Thursday, February 16, 2012:
I have a pair of classes starting at 8:00 A.M. again. In between class, I head home to study for my last test of the week, but I get a text from a friend letting me know that the Atlanta Braves are handing out applications for summer jobs in the Student Center. I head back to the school earlier than usual to try and see if I can talk to someone from the Braves and see what kind of positions they were offering, but apparently they have already left, so I move my study station over to the library. I take my last test of the week in my last class of the week and head home to pack. Around 6:30, Nolan and I gather our equipment and hit the road for Rock Hill, South Carolina, where Georgia Tech is scheduled to play four games in the Coca-Cola Classic at Winthrop University against both Winthrop and Kent State. On the way, we make an extended stop at Nolan’s house for a delicious home-cooked meal. We get to the hotel around 12:30, where we are greeted by a pair of avid, older Tech Baseball fans, who are hanging around the lobby. They talk to us for a while before we finally get away and get to sleep after 1:00.
Friday, February 17, 2012:
We arrive at Winthrop Ballpark around 11:00, three hours before first pitch, to set up our equipment and prepare for an opening day doubleheader. In the first game, we have some frustrating technical issues, but eventually we get the issue resolved. It is a tough first game for the Jackets as well vs. Kent State. The Golden Flashes All-American P David Starn pitches eight shutout innings only allowing four singles, as Tech loses 5-0.

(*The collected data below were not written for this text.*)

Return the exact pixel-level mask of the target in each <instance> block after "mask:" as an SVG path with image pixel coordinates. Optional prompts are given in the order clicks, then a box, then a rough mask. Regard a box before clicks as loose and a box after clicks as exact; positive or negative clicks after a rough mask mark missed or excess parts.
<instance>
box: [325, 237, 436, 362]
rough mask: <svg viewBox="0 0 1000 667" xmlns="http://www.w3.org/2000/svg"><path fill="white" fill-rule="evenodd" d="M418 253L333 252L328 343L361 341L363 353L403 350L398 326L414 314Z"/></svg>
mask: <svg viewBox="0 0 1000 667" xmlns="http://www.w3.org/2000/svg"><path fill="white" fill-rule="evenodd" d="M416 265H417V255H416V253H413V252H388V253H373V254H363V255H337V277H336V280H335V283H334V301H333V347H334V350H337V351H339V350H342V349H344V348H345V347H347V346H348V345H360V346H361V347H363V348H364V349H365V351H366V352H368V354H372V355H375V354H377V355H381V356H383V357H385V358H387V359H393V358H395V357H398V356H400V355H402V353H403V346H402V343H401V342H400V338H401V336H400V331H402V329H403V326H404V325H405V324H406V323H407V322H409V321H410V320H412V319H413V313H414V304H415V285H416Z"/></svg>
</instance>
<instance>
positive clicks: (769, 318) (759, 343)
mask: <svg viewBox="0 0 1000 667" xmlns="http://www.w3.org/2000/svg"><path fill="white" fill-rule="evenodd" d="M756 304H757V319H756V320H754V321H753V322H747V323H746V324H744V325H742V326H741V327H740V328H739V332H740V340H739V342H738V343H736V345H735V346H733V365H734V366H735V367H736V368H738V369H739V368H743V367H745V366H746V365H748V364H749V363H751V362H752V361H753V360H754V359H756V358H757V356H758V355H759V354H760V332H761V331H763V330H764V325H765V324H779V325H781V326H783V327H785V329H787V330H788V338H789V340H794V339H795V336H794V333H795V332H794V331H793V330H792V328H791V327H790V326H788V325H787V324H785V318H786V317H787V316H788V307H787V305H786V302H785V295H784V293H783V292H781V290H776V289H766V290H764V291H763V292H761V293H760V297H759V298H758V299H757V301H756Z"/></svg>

Second game goes better for us in the booth and on the field. Matthew Grimes pitches seven innings and only allows one hit and Zane Evans pitches two perfect innings to lead Tech to a 5-0 win over Winthrop.
Saturday, February 18, 2012:
At the hotel in the morning, we hear that there have been a few changes to the schedule because of weather expected tonight and tomorrow. Our game scheduled for today is moved up from 1:00 to noon and our game scheduled for tomorrow is moved to 7:00 tonight. The noon game goes by very quickly and the broadcast is even better than the day before. Tech gets revenge against Kent State winning 6-2, as Daniel Palka homers and scores four runs.
In between games Nolan and I get some lunch away from the ballpark and head back to the hotel for a break. Will Long, another Tech baseball announcer, made the trip up for the day to Rock Hill, where he worked last summer broadcasting for the Carolina Stingers of the Southern Collegiate Baseball League. As we arrive back at the ballpark we hear that our second game has been moved up an additional hour to try and beat the rain. We get set up just in time for the first pitch. Will and Nolan do play-by-play and I rotate in to do some color broadcasting for the final game of the weekend. Tech beats Winthrop again, this time 5-3, to start the season 3-1.
Sunday, February 19, 2012:
The team headed back last night, but Nolan and I stayed at the hotel. The weather forecasts were correct as it is a rainy day in Rock Hill that would not have been conducive for baseball. We check out of the hotel and make the drive back to Atlanta after a very successful first weekend of college baseball. I arrive back at my place around 4:00 and relax as I get set for another less busy week of school with more baseball.

As you can see, my schedule as a college student can be very busy at times, but I am challenging myself with school and getting some great opportunities to be involved with things that I love.
[Wade is announcing tonight’s home game against Ohio State.]